Clinical Trial Specialist
BioMarin’s Research & Development group is responsible for everything from research and discovery to post-market clinical development. Research & Development involves all bench and clinical research and the associated groups that support those endeavors. Our teams work on developing first-in-class and best-in-class therapeutics that provide meaningful advances to patients who live with rare diseases. Come join our team and make a meaningful impact on patients’ lives.
The Sr. Clinical Trial Specialist performs essential responsibilities for successful trial execution at BioMarin. The Sr. Clinical Trial Specialist takes on the key role of Study Specialist, contributing to tasks related to site management and/or study management and oversight activities as delegated by SETL, Study Operations Lead (SOL), or Regional Operations Lead (ROL). This may include contributing to and/or supporting study matters that impact study timelines, quality and budget.
The Sr. Clinical Trial Specialist can be partly or fully responsible for the following areas depending on his/her level of proficiency. Responsibilities may include, but are not limited to:
- Ensure TMF filing and maintenance is done routinely by Clinical Trial Assistant (CTA)
- Contribute to the development of vendor specific timelines ensuring alignment with study level timelines
Contracts & Budgets:
- Review and approve invoices for assigned vendors
- Review investigator payment: site setup, pass-through processing, visit payment processing and funding processing in collaboration with DrugDev
Clinical Operations Managed Vendors & CRO:
- May participate in vendor selection
- Escalate vendor performance and quality issues to the SOL
Protocol & Informed Consent Form (ICF) Development Process:
- Create and maintain tracker for future amendment changes
- Actively contribute to the review of any changes to the ICF Master
- Ensure alignment of country/site specific ICFs with ICF Master
Study Start Up:
- Manage activities related to Startup as delegated by the SOL
- Develop study specific documentation as delegated by the SOL
- Confirm that all site level documents have been collected to support site initiation
- Contribute to the IP release process
- Ensure timely study entry and updates to ClinicalTrials.gov
Study Conduct And Close-out:
- Provide vendor status updates to the Study Operations Lead
- Identify and escalate issues relating to study delivery, timelines and site budget to Study Operations Lead
- Support study close-out activities (sites, reconciliation activities, filing & archiving)

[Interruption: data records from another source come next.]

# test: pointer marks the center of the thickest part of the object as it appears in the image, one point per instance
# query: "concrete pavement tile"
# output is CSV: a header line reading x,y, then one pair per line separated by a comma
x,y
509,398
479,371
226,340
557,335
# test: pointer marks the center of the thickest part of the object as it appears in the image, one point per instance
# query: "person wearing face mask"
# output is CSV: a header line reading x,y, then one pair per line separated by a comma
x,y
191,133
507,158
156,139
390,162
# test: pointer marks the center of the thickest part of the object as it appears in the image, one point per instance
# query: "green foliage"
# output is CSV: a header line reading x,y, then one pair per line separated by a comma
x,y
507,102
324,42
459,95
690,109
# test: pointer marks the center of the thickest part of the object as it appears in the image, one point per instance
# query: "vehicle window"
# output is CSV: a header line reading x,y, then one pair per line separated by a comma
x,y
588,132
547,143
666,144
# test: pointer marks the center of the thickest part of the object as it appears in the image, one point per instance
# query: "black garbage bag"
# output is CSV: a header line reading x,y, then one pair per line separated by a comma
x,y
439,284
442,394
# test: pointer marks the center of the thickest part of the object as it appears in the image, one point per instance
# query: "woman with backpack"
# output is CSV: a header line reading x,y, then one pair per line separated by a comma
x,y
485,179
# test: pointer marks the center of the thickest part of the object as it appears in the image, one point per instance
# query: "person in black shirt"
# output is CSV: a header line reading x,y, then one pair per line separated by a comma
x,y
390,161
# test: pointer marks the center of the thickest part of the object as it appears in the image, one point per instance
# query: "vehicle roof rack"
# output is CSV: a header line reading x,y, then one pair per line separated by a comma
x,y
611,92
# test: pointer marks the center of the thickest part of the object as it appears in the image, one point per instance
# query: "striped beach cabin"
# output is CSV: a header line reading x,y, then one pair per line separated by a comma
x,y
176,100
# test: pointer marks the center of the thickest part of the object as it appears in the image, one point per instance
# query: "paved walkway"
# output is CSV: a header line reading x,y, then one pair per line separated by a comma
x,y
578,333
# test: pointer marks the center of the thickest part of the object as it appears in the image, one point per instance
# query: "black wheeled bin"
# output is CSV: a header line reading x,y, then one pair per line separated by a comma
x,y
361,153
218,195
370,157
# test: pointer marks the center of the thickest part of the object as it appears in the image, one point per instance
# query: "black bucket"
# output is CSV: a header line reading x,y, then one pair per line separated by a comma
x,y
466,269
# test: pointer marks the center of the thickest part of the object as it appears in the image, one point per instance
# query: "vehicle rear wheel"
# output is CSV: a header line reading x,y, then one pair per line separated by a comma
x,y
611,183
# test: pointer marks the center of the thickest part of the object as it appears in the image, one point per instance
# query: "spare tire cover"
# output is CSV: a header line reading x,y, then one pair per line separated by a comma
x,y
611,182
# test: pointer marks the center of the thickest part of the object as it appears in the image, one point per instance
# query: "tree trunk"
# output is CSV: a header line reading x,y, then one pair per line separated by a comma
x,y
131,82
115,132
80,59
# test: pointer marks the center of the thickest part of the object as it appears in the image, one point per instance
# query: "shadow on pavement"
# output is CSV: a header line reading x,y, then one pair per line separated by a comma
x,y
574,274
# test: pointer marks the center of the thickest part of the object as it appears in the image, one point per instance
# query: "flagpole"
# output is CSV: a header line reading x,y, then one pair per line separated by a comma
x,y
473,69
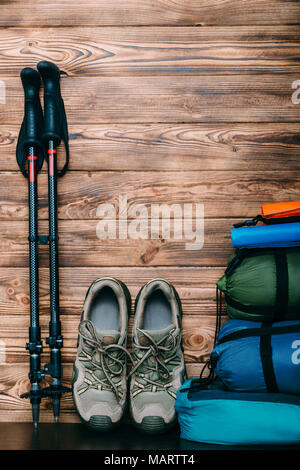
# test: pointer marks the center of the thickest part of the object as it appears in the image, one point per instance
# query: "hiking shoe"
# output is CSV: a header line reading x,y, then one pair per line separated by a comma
x,y
99,375
158,365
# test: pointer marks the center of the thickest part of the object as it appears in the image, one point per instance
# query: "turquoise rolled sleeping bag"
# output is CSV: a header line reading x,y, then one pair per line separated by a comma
x,y
266,236
217,416
258,357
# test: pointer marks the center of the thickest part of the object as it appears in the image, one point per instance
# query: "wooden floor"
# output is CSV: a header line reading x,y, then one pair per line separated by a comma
x,y
185,101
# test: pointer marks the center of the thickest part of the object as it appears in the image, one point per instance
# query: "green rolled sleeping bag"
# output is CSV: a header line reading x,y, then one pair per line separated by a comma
x,y
263,284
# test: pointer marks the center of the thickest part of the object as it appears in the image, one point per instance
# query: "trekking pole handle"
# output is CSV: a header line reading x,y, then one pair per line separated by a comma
x,y
31,83
52,100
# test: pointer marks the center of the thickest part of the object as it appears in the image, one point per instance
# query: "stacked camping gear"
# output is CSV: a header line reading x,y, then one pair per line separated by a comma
x,y
252,392
40,135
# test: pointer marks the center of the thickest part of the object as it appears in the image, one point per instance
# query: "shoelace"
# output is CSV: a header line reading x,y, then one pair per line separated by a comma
x,y
156,350
107,363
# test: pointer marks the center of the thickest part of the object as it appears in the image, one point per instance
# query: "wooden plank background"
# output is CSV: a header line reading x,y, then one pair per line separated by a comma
x,y
186,101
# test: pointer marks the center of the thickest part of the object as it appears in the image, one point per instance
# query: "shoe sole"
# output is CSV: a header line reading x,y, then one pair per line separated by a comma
x,y
153,425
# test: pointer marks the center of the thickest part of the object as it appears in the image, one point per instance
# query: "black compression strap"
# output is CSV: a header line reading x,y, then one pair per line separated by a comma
x,y
267,362
282,281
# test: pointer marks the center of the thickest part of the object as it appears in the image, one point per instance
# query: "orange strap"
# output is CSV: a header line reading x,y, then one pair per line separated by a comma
x,y
281,209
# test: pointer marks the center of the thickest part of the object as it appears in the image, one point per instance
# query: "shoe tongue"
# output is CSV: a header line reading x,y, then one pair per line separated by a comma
x,y
157,335
105,336
108,336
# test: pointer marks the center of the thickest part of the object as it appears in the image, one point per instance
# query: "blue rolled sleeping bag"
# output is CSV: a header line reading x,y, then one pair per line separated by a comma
x,y
217,416
281,235
258,357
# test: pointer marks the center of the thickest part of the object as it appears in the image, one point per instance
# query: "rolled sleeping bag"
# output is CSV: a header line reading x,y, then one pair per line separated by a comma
x,y
258,357
263,285
217,416
275,213
279,235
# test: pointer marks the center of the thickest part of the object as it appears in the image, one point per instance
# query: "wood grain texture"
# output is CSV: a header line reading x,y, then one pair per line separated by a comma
x,y
160,111
14,382
224,193
163,147
195,285
197,331
160,51
143,12
232,98
80,246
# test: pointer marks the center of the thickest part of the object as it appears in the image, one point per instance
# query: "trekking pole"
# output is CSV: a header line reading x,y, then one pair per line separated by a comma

- Participate in data listing reviews
- Facilitate timely delivery of clinical documents for the CSR and appendices
- Ensure an insurance policy is in place for the country and, if applicable, the individual clinical trial sites associated with the protocol and protocol amendments
- Ensure the required information/documents needed to obtain insurance are made available to CTA
- Oversee extensions of expiring policies and processing of certificates, as appropriate
Drug or Investigational Product (IP):
- Support SOL to ensure timely delivery of IP to the sites in collaboration with Clinical Supply Chain (CSC) representative
- Ensure that CRO/sites are clear on how IP is to be handled according to pharmacy manual
Clinical Governance / Team Membership and Leadership:
- Attend internal Clinical Operations team meetings, attend vendor meetings as appropriate, based on assignments from SOL
Ad hoc attendance at SET Meetings
The Clinical Trial Specialist is expected to be in the process of developing foundational competence in critical areas required for long term success in Clinical Operations across Communication and Collaboration, Proactivity and Adaptability, Strategic Thinking, Planning and Analysis, and Problem solving and Decision Making. For example:
- Responds promptly with clear, organized written and oral communication
- Seeks out, and understands the value of, opportunities to interact with peers and stakeholders; builds a network of internal and external peers
- Takes ownership and accountability for completing assigned tasks and perseveres through obstacles
- Embraces new challenges or changed priorities and adjusts plans and priorities accordingly
The Sr. Clinical Trial Specialist is also in the process of developing foundational technical competence in Study Management and Execution, Compliance and Quality, Drug Development and Study Design, and Product and Therapeutic Area Knowledge.Education
BA/BS or higher in nursing, life or health sciences is preferred. Industry or relevant experience in lieu of education is considered.
3+ years pharmaceutical industry experience
The employee may frequently be required to sit and talk or hear. The employee is occasionally required to stand; walk; use hands to finger, handle, or feel; reach with hands and arms; climb or balance; stoop, kneel, crouch, or crawl and taste or smell. The employee must occasionally lift and/or move up to 20 lbs. Specific vision abilities by this job include close vision, depth perception and ability to adjust focus.
Some travel may be required.
We are an equal opportunity employer and all qualified applicants will receive consideration for employment without regard to race, color, religion, gender, gender identity, sexual orientation, national origin, disability status, protected veteran status, or any other characteristic protected by law.